Another thing is that the "day after" news was always supposed to be considered analysis and that too is more difficult in the heat of an event. Neil was showing me an "FT Reader" service, available on the BlackBerry device, that lists stories by sector. Neil is a very "grounded" individual, another northerner who doesn't have time for flim flam so his recommendation means something. But he too need not worry about the cost.

It's a clever little gadget I'm thinking, but is it for me? When I was discussing the merits of the BlackBerry with Gill, my wife, I argued that I would be able to check emails in "dead time" on the train.

"But what about looking out of the window?" she said. And what about the other things I do on trains - reading books, newspapers, making notes, thinking, and sometimes, as happened last night for the first time in ages, chatting with a fellow passenger.

By the time I was home the BlackBerry had arrived, the box had been opened by two of my boys and they were busy caressing it, proclaiming it "cool" and reading the instructions. Then one of them did the stuff needed to set it up. So it was all out of my hands.

I didn't look at it until this morning when it took me about 20 minutes to find the "on" button. I shared the confusion of Homer Simpson when asked to press any key on his computer and he said: "But where's the 'any' key?"

Then I looked at some emails in tiny writing and replied to one. The situation lacked authenticity since I was sitting next to my laptop at the time which had my emails open in brilliant technicolour with keys I could use without trying to stub minuscule squares of plastic. I checked the reply on my laptop and found it hadn't sent my mailing address. I suppose I have to programme that in - more work, not good. This meant I had to send another email with the address from my laptop - duplication, not good.

The thing is that I couldn't give a bugger whether the BlackBerry is cool or not.

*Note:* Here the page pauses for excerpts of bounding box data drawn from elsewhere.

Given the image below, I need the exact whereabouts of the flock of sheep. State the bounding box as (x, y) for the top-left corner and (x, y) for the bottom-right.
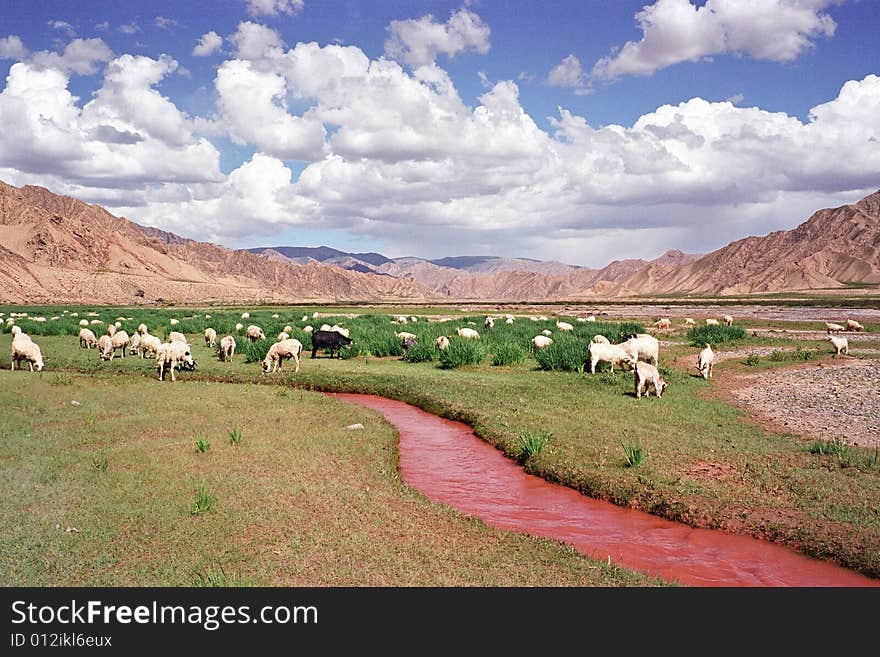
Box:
(0, 312), (864, 398)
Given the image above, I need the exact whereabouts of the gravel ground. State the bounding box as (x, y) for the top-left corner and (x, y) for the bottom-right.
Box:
(728, 352), (880, 447)
(748, 328), (880, 343)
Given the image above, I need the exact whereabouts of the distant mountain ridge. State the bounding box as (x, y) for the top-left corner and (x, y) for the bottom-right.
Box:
(0, 181), (880, 304)
(0, 181), (435, 304)
(248, 246), (699, 301)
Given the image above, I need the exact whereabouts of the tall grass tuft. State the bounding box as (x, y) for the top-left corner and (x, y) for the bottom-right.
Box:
(687, 324), (746, 347)
(535, 337), (590, 372)
(190, 565), (250, 588)
(190, 484), (214, 516)
(517, 431), (553, 463)
(403, 342), (437, 363)
(810, 438), (855, 467)
(440, 338), (486, 370)
(620, 439), (647, 468)
(492, 342), (526, 367)
(236, 338), (272, 363)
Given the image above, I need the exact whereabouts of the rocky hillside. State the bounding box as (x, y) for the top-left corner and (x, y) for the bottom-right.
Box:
(613, 191), (880, 295)
(0, 182), (434, 303)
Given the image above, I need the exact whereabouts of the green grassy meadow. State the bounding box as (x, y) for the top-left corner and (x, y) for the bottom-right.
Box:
(0, 308), (880, 585)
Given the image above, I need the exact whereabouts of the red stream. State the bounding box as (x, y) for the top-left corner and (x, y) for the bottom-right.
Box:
(333, 394), (880, 587)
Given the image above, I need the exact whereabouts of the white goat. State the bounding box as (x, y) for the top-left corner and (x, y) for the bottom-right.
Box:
(263, 338), (302, 374)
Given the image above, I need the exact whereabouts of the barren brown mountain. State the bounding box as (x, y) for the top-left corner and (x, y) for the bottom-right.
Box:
(0, 182), (434, 304)
(0, 182), (880, 304)
(607, 191), (880, 296)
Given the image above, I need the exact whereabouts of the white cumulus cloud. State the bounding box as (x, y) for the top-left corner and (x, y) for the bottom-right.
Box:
(30, 38), (113, 75)
(0, 55), (221, 190)
(593, 0), (836, 79)
(385, 9), (490, 66)
(0, 32), (880, 265)
(547, 54), (589, 95)
(192, 30), (223, 57)
(245, 0), (304, 16)
(0, 34), (28, 61)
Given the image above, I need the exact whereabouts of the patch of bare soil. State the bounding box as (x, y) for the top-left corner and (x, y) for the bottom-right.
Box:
(730, 358), (880, 447)
(749, 328), (877, 342)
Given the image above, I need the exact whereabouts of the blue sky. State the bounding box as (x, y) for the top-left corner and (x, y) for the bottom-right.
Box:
(0, 0), (880, 265)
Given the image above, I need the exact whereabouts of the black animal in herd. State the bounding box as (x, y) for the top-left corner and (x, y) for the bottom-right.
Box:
(312, 331), (354, 358)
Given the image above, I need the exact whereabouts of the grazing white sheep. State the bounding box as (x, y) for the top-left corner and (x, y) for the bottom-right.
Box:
(138, 333), (162, 358)
(633, 362), (669, 399)
(110, 331), (129, 358)
(98, 335), (113, 360)
(156, 341), (195, 381)
(217, 335), (235, 362)
(246, 324), (266, 342)
(589, 342), (636, 374)
(620, 333), (660, 367)
(79, 328), (98, 349)
(128, 332), (143, 356)
(138, 333), (162, 358)
(697, 342), (715, 381)
(828, 335), (849, 356)
(10, 333), (43, 372)
(263, 338), (302, 374)
(166, 331), (187, 342)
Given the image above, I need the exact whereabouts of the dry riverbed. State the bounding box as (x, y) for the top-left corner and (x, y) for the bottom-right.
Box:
(731, 358), (880, 447)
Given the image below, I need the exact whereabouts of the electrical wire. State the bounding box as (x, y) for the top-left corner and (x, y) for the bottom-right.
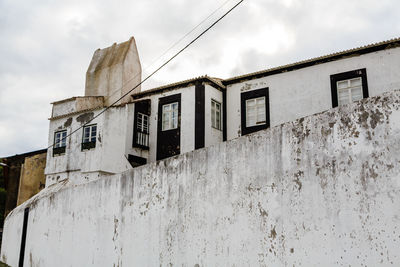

I want to know just how important it is to be in touch with my emails and the web when I'm travelling and unable to use a lap top(which is not all that often). I want to know how easy it is to use. And, unlike all those company employees who use them, I want to know how much it costs to run.

Hang about, it's flashing now. There's an email from the FT. They want me to do a feature. But I'm writing a book. I suppose I can do both. So this is how it works and I'm still asking the question: is this a good thing?